土曜日午前のプラクティスでは9番手をマークし、予選に向けて期待を抱かせた。実際に9番手と言ってもトップのチームメイト、グラハム・レイホールからは0.45秒差程度しかなく、相変わらずインディカーが接戦なのがわかるだろう。
予選は波乱含みの展開となった。今年のダウンフォースの減ったマシンは、このミド・オハイオでじゃじゃ馬ぶりを発揮し、スリッピーな路面とも相まって、プラクティスではスピン、コースアウトが多発。全セッションで赤旗が掲示されていた。
当然ここ一発、限界ギリギリの勝負となる予選でも、それは如実に現れる結果となった。Q1ではセバスチャン・ブルデーがターン2でコースアウトし赤旗に。
Q2ではジェームズ・ヒンチクリフがスピンをし、赤旗が出された。その煽りを食らったのが琢磨とチームメイトのグラハム・レイホールだった。
「ちょうどレッドタイヤを履いてアタックしている最中に赤旗になってしまいました。もう4分の3くらいは回っていて、最後まで回っていればファストシックスに進めるタイムだったので、とっても残念ですね……」
琢磨とグラハムはこの赤旗によってQ3に進めず、琢磨8番手、グラハム7番手と4列目にレイホール・レターマン・ラニガンの2台が並ぶことになった。
反対にこの赤旗のおかげで、うまいことファストシックスに進み予選6番手を手に入れたのがマックス・チルトンである。新チームのカーリンとしては予選最高位であり、意気上がる所だったが、これが琢磨にとっては悪循環の始まりとなる。
厳しいレースとなった琢磨の第13戦
日曜日のレースデイ。今年からロードコースのレースでは決勝日朝のウォームアップが廃止になり、いきなり決勝レースに臨むことになる。
琢磨は「ウォームアップがなくなると予選の後にマシンを決勝に向けて合わせ込む作業がなくなってしまい、結局リソースの大きいチームが有利になってしまう」とこのルールに否定的だ。
そしてその心配も現実のものとなってしまうのだった。
レーススタートでうまいポジション取りで5~6番手まで浮上していた琢磨。その後2周目には5番手を走行中に、ターン4でプッシュ・トゥ・パスを使ったチルトンが琢磨のインにダイブ!
チルトンのノーズが琢磨の右リヤタイヤに接触し、琢磨はその場でスピン。大きくポジションを落とした。
17番手からのリカバーとなったが、琢磨は後続集団に入るとペースが上がらず、順位がこう着してしまった。チームはピットのタイミングを変えて10周目にピットインし、ブラックタイヤに履き替えた。
このブラックタイヤでも琢磨のペースは上がらなかった。20番手前後の順位を上がったり、下がったりして周回を重ねた。

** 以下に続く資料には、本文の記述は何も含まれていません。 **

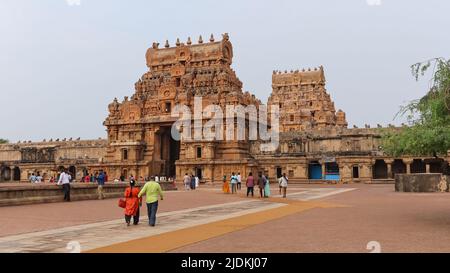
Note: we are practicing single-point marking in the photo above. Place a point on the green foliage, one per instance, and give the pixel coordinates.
(428, 117)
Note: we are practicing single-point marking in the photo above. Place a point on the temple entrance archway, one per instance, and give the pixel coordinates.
(380, 169)
(332, 171)
(73, 172)
(315, 170)
(169, 151)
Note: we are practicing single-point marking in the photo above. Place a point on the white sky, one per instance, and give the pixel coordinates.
(61, 64)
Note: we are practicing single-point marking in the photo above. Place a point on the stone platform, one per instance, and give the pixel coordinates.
(24, 194)
(422, 182)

ようやくペースが戻ったのは、62周目に最後にレッドタイヤを装着してからで、前の数台は抜いたものの上位を伺うには程遠く、ラップダウンとなってからは、焼け石に水だった。
90周のレースをラップダウンの17位で終えた琢磨。チームメイトのグラハムも9位止まりでレイホール・レターマン・ラニガンとしては地元で惨敗という結果だった。
「ミラーでチルトンが来ているのはわかっていたんですけどね。あの接触は本当に残念。ブラックタイヤに変えてからもグリップが足りずペースが上がらなくて苦労しました。昨日の予選の後、決勝に向けてセッティングを変えたのですが、それが良い方向には働かなかったですね。グラハムも上位に上がっていけなかったし、このような形で終わってしまったのは残念です」と悔しがる。
インディカーはこの後2週間のインターバルを置いて、最後の3連戦が待っている。琢磨が流れをもう一度取り戻し表彰台に返り咲くことを期待したい。